South Africa's Woolworths said on Monday it expects its half-year earnings to drop by up to 20%, dragged lower by an introduction of an accounting change combined with lean sales at its struggling units.
The retailer, which sells food, clothes and homeware, tends to be more shielded in a difficult economic environment in South Africa than its competitors as the company targets only higher-income clients. However, a number of factors hurt trade over the critical December period, the company said.
Woolworths said it is likely to post an increase of 3.8% in its sales in the 26 weeks ended Dec. 29, but its headline earnings per share (HEPS) - the main profit measure in South Africa - could fall by between 15% and 20%, compared with the 200.4 cents achieved last year.
The half-year outlook, however, is inclusive of new accounting rules applied by the retailer for the first time, excluding which HEPS would likely drop only between 7.5% and 12.5%.
In the 2020 financial year, the busy trading periods of Christmas and Boxing Day fell in the first half of the year, unlike 2019, when they were accounted for in the second half.
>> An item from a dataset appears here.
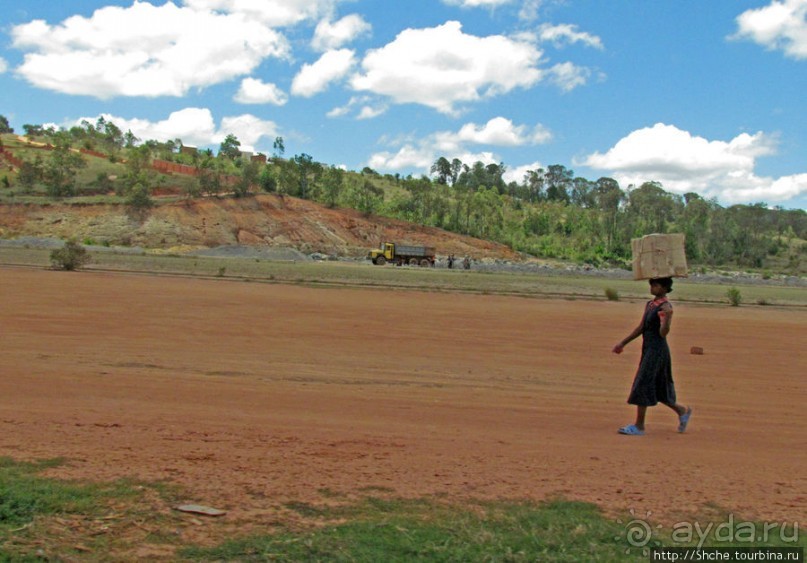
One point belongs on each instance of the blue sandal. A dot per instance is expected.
(683, 420)
(631, 430)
While sales in its food business unit grew by 7.8% when adjusting for this shift, the South African retailer's fashion, beauty and home division expects to see a 0.9% growth in sales and a drop of 0.5% in its struggling Australian business, David Jones.
David Jones has been responding to pressures all department store operators face as shoppers opt for broader product ranges from global online players such as Amazon.com Inc, or specialty fast fashion brick-and-mortar stores such as Inditex's Zara.
Woolworths had purchased David Jones for $2 billion in 2014 but has had to write down its value twice since.